Canada is globally known as a country that welcomes immigrants and there is a good reason for that. Apart from being very affirmative when it comes to the idea of diversity, this country has been struggling with the lack of skilled workforce ever since its economic growth in the 1970’. Statistics from 2013 say that foreign-born population is now around 20% of the total population in Canada. Canadian government showed a kind, human face to the numerous cases of illegal immigrants in the U.S. who were fleeing the war and ended up hiding from the law. The country welcomed refugees and offered asylum, although the Canadian citizens were not that pleased with the sudden influx of immigrants, fearing that this decision might lead towards making their homeland less safe.
Singapore is one of the countries that have tightened their immigration policies, mainly by limiting the number of accepted foreigners. Since 2009, this number got cut down to a half. The application process became more complex as Singapore government wanted to take a more rational approach towards country’s resources and relieve the infrastructural strain. The criteria have become more strict, but there are consultancy companies such as Immigration Solutions that support immigrants in getting their permanent residence license by helping them achieve up to 90% approval. Aligning all documents and forms with the ICA accepted standards remains a challenge for those seeking to move to this country.

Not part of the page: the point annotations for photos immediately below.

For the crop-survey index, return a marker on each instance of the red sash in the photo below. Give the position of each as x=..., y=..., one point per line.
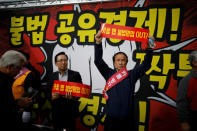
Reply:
x=77, y=89
x=124, y=32
x=115, y=79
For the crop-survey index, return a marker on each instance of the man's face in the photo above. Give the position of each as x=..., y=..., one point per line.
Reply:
x=62, y=62
x=120, y=61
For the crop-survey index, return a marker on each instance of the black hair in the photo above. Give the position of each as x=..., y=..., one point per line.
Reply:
x=118, y=54
x=60, y=53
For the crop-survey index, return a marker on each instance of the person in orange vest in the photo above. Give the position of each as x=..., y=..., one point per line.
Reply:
x=11, y=63
x=24, y=87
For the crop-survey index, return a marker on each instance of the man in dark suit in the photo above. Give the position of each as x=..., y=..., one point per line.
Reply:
x=64, y=108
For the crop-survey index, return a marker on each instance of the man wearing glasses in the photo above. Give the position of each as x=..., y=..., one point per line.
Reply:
x=64, y=107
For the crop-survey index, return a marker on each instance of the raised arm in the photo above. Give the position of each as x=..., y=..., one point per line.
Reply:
x=98, y=54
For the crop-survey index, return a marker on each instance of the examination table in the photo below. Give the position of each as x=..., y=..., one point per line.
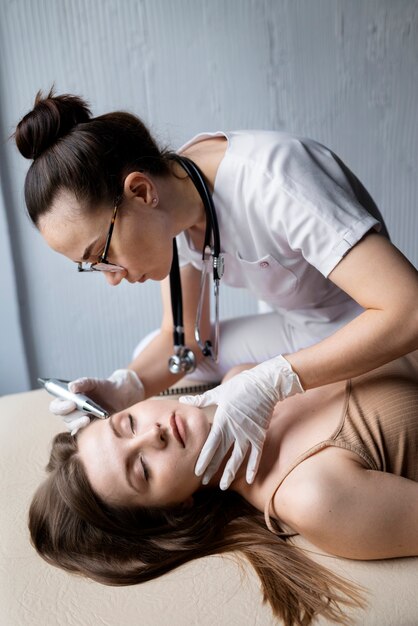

Denmark is known for being very culturally closed, which is perceived by others as a bit controversial given the fact we live in the age where concepts like multiculturalism and the sense of global unity are celebrated. Nevertheless, Denmark is very protective of its tradition and homogenous structure. The center-right government even offered £12,000 to immigrants who cannot assimilate into Danish culture, to go back to their homelands. Denmark is also known for its 24-year rule which states that a foreign person who is married to a Danish citizen can get citizenship only if both are at least 24 years old. The government stated the main purpose of this law is to prevent forced and fake marriages. However, it has drawn negative criticism as many perceive this legislation as a violation of human rights and an act of discrimination.
Unlike its neighbor country, Sweden is known for its friendly openness towards foreigners: it even ranked number one among other 38 countries in the Migrant Integration Policy Index, in 2014. The country welcomed Muslim war refugees from Iraq, Somalia, and Syria, without any prejudices. Swedish migration policy has been praised as it thoroughly covers refugee and immigration policies, as well as the questions of repatriation and the support for repatriation. The country has collaborated with EU and UNHCR and made the immigration policies far less restrictive compared to the period of 1980’ and before. The reason why Sweden took such a tolerant position might hide behind the values nurtured by its Social democratic government, as well as the positive experiences the country had during the labor force migrations in the 1960’s.
There can be numerous factors influencing the migration policy of a country: from the economic position, culture, and type of civic society in question to historical experiences and ruling political ideologies. Undoubtedly, governments face a challenging task of finding a balance between keeping their countries safe and persevering the cultural heritage, while also helping those in need and opening doors to foreigners, that is – focusing on human relationships on a much higher level that goes beyond borders.